I'm giving a talk at Westminster Reference Library on Friday 18th May which will probably be called 'Secrets of Subterranean Westminster' - starts at 6.30pm, FREE entry. It will cover the usual topics: disused underground stations, deep cable tunnels and bunkers amongst other things. I'll have a few copies of my books for sale, although probably none of the new book, as it won't be out until late May; it's being published under the auspices of Accumulator Press.
The new book is almost ready to go to the printer: in this case, as it's self-published, I've had to oversee everything, including the cover design, getting permission to use images, the weight of paper and printing specifications, as well as doing the index (which was fun). Not sure if I'd do it again, but I may have no choice.

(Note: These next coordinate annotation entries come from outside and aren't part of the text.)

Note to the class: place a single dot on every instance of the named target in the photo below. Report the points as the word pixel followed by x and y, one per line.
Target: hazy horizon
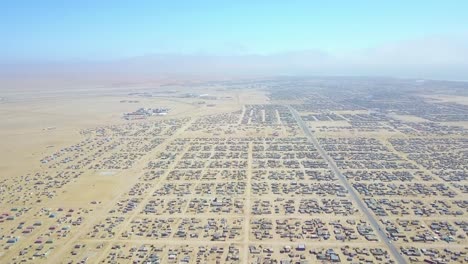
pixel 118 40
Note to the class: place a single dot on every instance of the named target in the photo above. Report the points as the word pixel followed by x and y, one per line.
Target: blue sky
pixel 88 30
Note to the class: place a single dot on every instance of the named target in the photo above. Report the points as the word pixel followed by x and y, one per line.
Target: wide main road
pixel 370 217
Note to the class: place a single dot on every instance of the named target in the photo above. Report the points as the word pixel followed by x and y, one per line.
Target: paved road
pixel 371 218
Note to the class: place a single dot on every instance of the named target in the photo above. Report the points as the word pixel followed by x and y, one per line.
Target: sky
pixel 335 33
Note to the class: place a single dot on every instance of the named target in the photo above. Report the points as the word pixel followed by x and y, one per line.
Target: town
pixel 298 173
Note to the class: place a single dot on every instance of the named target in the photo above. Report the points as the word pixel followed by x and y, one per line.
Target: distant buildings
pixel 143 113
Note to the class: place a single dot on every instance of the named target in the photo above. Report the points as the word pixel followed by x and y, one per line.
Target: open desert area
pixel 279 170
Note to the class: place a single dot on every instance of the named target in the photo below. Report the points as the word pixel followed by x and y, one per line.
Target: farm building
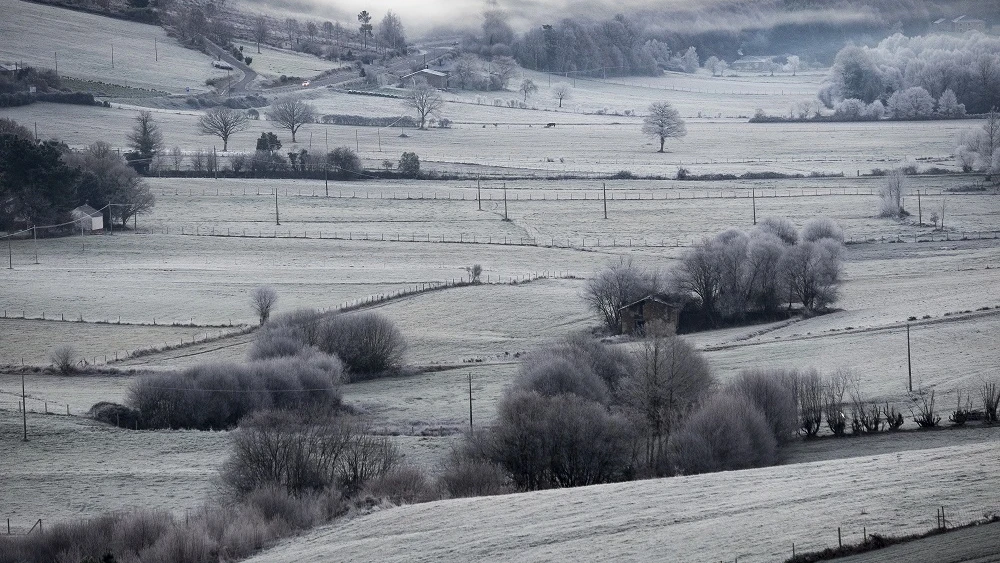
pixel 88 219
pixel 961 24
pixel 752 64
pixel 656 314
pixel 436 78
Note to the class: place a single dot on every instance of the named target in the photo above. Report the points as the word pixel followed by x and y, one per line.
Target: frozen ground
pixel 72 467
pixel 600 145
pixel 751 515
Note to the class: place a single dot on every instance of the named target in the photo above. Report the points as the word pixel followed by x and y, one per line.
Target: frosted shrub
pixel 728 432
pixel 64 359
pixel 820 228
pixel 875 110
pixel 550 374
pixel 779 227
pixel 217 396
pixel 772 392
pixel 850 109
pixel 912 103
pixel 562 441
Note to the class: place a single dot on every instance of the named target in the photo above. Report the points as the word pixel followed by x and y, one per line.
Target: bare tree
pixel 891 194
pixel 64 359
pixel 223 122
pixel 663 122
pixel 425 99
pixel 700 273
pixel 527 88
pixel 177 157
pixel 365 29
pixel 502 70
pixel 467 68
pixel 562 92
pixel 812 273
pixel 390 31
pixel 262 301
pixel 145 139
pixel 618 285
pixel 671 376
pixel 292 29
pixel 260 30
pixel 291 114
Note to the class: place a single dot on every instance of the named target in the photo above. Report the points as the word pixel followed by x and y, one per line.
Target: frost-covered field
pixel 75 468
pixel 751 515
pixel 598 145
pixel 32 341
pixel 39 35
pixel 272 62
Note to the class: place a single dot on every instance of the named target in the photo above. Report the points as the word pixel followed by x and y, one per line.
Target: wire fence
pixel 548 242
pixel 493 193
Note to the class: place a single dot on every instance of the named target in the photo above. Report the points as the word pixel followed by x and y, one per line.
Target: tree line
pixel 910 74
pixel 733 277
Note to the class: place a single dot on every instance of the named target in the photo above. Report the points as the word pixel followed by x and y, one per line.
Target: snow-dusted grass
pixel 272 62
pixel 31 341
pixel 75 468
pixel 691 94
pixel 37 35
pixel 599 146
pixel 754 515
pixel 207 280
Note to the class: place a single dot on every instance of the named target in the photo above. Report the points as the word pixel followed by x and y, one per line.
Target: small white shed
pixel 88 219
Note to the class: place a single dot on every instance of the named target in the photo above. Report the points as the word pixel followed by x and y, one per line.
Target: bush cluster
pixel 368 344
pixel 736 275
pixel 309 451
pixel 366 121
pixel 582 413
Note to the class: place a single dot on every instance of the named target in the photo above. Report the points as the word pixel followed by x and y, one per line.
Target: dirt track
pixel 979 544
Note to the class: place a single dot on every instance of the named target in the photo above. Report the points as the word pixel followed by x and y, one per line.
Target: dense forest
pixel 648 40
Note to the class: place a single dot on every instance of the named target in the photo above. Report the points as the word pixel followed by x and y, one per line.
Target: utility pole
pixel 24 409
pixel 605 187
pixel 909 364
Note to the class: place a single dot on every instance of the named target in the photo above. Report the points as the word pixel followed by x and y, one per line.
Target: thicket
pixel 218 396
pixel 738 276
pixel 367 121
pixel 368 344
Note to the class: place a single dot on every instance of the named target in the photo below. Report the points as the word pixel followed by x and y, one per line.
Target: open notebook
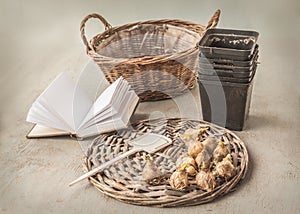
pixel 64 109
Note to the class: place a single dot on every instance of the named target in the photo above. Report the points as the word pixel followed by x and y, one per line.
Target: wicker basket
pixel 123 180
pixel 158 58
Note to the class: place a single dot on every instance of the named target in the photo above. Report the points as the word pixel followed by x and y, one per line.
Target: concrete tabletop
pixel 40 39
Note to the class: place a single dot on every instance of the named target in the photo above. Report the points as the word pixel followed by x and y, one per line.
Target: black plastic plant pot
pixel 232 108
pixel 228 44
pixel 225 73
pixel 226 67
pixel 217 78
pixel 229 62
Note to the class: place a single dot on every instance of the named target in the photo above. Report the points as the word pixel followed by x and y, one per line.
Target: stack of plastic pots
pixel 227 66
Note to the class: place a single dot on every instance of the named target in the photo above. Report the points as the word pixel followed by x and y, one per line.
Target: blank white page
pixel 103 101
pixel 60 96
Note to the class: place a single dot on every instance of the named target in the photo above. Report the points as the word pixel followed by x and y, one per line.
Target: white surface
pixel 40 39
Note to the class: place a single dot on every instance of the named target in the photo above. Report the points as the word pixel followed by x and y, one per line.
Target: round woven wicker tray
pixel 123 180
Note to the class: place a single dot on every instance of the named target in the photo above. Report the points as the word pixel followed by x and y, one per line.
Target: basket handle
pixel 213 22
pixel 82 28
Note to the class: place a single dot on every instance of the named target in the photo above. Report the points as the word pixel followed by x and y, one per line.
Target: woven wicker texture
pixel 159 58
pixel 123 180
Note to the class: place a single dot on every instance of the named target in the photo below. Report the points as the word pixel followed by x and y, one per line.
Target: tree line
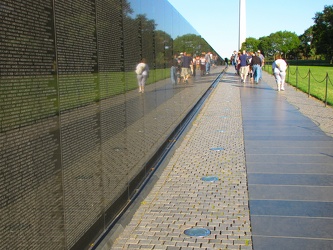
pixel 315 43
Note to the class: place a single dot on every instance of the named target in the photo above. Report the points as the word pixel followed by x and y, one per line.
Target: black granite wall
pixel 74 132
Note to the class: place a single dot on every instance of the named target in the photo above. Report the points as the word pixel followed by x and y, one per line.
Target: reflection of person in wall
pixel 173 70
pixel 142 73
pixel 279 68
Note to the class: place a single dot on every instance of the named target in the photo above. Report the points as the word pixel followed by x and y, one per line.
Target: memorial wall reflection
pixel 75 133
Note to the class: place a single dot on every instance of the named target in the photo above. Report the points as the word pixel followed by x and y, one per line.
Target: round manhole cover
pixel 197 232
pixel 210 178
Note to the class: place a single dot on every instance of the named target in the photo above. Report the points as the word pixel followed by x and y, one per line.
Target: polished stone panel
pixel 291 192
pixel 290 243
pixel 291 208
pixel 285 167
pixel 291 179
pixel 285 226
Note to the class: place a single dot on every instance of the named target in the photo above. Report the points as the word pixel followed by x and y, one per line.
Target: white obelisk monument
pixel 242 23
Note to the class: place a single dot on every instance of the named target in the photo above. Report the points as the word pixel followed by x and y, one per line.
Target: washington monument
pixel 242 23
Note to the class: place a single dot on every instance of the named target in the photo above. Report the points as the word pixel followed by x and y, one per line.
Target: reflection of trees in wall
pixel 191 43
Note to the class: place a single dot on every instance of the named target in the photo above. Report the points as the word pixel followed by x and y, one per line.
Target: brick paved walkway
pixel 214 146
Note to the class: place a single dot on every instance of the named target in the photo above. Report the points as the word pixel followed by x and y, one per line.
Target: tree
pixel 323 32
pixel 284 42
pixel 191 43
pixel 305 49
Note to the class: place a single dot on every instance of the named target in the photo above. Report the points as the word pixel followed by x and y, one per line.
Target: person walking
pixel 142 73
pixel 173 70
pixel 208 62
pixel 203 64
pixel 262 59
pixel 279 68
pixel 244 66
pixel 186 71
pixel 256 67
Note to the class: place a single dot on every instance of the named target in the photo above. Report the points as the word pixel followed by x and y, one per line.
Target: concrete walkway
pixel 269 185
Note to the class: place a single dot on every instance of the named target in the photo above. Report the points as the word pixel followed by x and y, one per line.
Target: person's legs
pixel 173 74
pixel 139 77
pixel 278 81
pixel 283 79
pixel 256 73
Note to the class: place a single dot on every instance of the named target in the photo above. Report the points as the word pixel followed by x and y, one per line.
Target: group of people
pixel 250 64
pixel 183 66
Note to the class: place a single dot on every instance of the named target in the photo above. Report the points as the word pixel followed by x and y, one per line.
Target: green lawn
pixel 311 79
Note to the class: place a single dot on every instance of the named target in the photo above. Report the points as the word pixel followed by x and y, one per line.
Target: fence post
pixel 296 78
pixel 309 83
pixel 326 90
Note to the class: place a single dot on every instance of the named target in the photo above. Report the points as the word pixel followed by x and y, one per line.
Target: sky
pixel 217 21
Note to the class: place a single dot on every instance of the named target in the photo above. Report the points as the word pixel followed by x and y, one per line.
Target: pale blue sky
pixel 217 21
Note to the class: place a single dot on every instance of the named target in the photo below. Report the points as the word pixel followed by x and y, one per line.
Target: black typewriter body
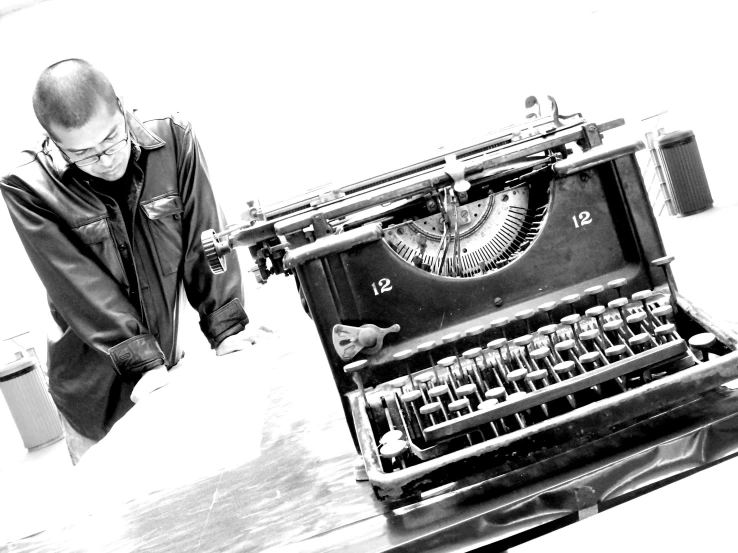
pixel 493 313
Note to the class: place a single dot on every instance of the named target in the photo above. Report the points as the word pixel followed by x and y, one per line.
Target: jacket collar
pixel 141 137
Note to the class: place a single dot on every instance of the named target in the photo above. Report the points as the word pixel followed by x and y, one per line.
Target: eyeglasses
pixel 114 149
pixel 91 160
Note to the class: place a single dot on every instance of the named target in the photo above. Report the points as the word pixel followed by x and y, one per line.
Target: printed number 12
pixel 382 286
pixel 584 219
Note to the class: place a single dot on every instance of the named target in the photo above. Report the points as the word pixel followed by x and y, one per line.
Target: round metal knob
pixel 212 247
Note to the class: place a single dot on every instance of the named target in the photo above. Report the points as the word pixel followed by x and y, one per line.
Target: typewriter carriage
pixel 593 225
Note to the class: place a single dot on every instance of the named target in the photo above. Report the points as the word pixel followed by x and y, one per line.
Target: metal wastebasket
pixel 684 172
pixel 35 415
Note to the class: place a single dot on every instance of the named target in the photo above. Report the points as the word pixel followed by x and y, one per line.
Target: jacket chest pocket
pixel 98 237
pixel 164 218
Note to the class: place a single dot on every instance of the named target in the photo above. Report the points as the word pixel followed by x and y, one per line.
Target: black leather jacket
pixel 110 332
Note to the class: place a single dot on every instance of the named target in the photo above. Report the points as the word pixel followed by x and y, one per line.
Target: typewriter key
pixel 547 308
pixel 704 343
pixel 589 338
pixel 617 285
pixel 423 381
pixel 476 331
pixel 516 376
pixel 448 364
pixel 429 409
pixel 564 370
pixel 614 332
pixel 500 324
pixel 615 353
pixel 635 322
pixel 619 304
pixel 639 342
pixel 572 321
pixel 571 300
pixel 666 333
pixel 404 355
pixel 594 292
pixel 394 451
pixel 489 404
pixel 391 436
pixel 664 313
pixel 354 369
pixel 642 297
pixel 665 264
pixel 412 400
pixel 566 348
pixel 518 416
pixel 475 355
pixel 525 315
pixel 459 407
pixel 596 314
pixel 496 393
pixel 427 347
pixel 543 355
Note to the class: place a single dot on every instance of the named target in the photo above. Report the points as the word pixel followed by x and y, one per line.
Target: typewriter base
pixel 509 461
pixel 501 513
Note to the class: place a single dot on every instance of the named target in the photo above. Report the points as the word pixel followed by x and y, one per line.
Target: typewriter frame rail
pixel 474 463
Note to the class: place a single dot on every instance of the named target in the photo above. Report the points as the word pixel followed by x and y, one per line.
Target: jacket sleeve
pixel 218 298
pixel 87 297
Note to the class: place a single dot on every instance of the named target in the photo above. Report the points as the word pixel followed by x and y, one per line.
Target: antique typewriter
pixel 483 309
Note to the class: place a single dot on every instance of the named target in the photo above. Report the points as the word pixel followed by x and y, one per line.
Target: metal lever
pixel 456 169
pixel 350 340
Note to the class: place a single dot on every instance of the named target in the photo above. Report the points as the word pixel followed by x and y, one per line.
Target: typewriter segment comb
pixel 472 234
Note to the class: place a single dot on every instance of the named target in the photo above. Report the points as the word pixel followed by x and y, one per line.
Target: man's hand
pixel 150 381
pixel 247 337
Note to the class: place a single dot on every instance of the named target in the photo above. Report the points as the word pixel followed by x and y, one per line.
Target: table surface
pixel 251 451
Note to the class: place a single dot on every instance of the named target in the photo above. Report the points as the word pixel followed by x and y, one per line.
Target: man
pixel 110 209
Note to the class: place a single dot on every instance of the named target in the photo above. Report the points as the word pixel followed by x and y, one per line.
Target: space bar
pixel 649 358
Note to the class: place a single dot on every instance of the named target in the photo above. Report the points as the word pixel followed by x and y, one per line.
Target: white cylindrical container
pixel 35 415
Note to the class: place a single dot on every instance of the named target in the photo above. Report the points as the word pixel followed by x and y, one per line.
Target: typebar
pixel 650 358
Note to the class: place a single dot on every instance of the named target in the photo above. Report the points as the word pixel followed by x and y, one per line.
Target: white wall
pixel 289 95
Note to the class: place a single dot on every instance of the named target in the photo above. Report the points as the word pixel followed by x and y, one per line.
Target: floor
pixel 691 239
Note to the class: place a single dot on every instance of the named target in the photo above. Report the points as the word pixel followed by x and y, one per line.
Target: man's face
pixel 103 130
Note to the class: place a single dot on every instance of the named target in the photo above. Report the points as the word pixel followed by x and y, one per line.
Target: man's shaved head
pixel 68 93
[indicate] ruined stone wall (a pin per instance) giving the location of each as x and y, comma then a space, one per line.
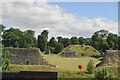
26, 56
111, 58
68, 54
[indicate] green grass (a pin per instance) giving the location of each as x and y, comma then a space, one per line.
69, 64
81, 50
67, 67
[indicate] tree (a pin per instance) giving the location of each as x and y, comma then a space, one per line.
87, 41
11, 37
112, 40
5, 60
42, 40
60, 39
74, 40
16, 38
66, 42
90, 67
81, 40
52, 42
58, 48
99, 40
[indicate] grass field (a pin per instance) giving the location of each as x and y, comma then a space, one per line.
69, 64
81, 50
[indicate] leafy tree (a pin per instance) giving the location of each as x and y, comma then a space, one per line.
81, 40
52, 42
5, 60
66, 42
112, 40
60, 39
42, 40
16, 38
58, 48
87, 41
118, 43
90, 67
99, 40
74, 40
11, 37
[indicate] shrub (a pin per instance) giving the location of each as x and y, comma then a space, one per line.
90, 67
83, 54
103, 74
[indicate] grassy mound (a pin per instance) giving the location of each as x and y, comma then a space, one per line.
82, 50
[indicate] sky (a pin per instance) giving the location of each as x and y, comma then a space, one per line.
65, 19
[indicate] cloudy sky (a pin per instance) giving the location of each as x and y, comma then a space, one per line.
61, 18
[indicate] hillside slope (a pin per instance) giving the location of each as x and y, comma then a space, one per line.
81, 50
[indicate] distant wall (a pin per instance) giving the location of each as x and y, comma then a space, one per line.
111, 58
68, 54
26, 56
29, 75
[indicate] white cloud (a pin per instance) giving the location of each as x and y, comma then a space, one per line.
39, 16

It's time to start catching up on some of my other interests and books.
The excellent London Reconnections has had two interesting articles in recent days. One on the deep-level shelters of WW2 (covered in my Subterranean City book) and another on progress on Crossrail. Last week when I was in London I had a look at the work at Blackfriars: you can now cross the Thames on the Blackfriars rail bridge thanks to the new station entrance on the south bank and the underground station closed for many months has reopened. London Reconnections has covered these developments here. Picture above from London Reconnections site.
We also went on a 'heritage' train trip from Hastings to Southend last week via a fascinating route around London that travelled on part of what will, later this year, be the Clapham Junction to Dalston route, then by various freight lines in west London to the Gospel Oak to Barking line, a stop at Fenchurch Street and thence on to Southend and Shoeburyness. At Shoeburyness a mysterious line snakes away at the back of the station (which we didn't travel over) to a place with the even more unappealing name of Pig's Bay - more can be found on it here.
By the way, the new book is nothing to do with the above.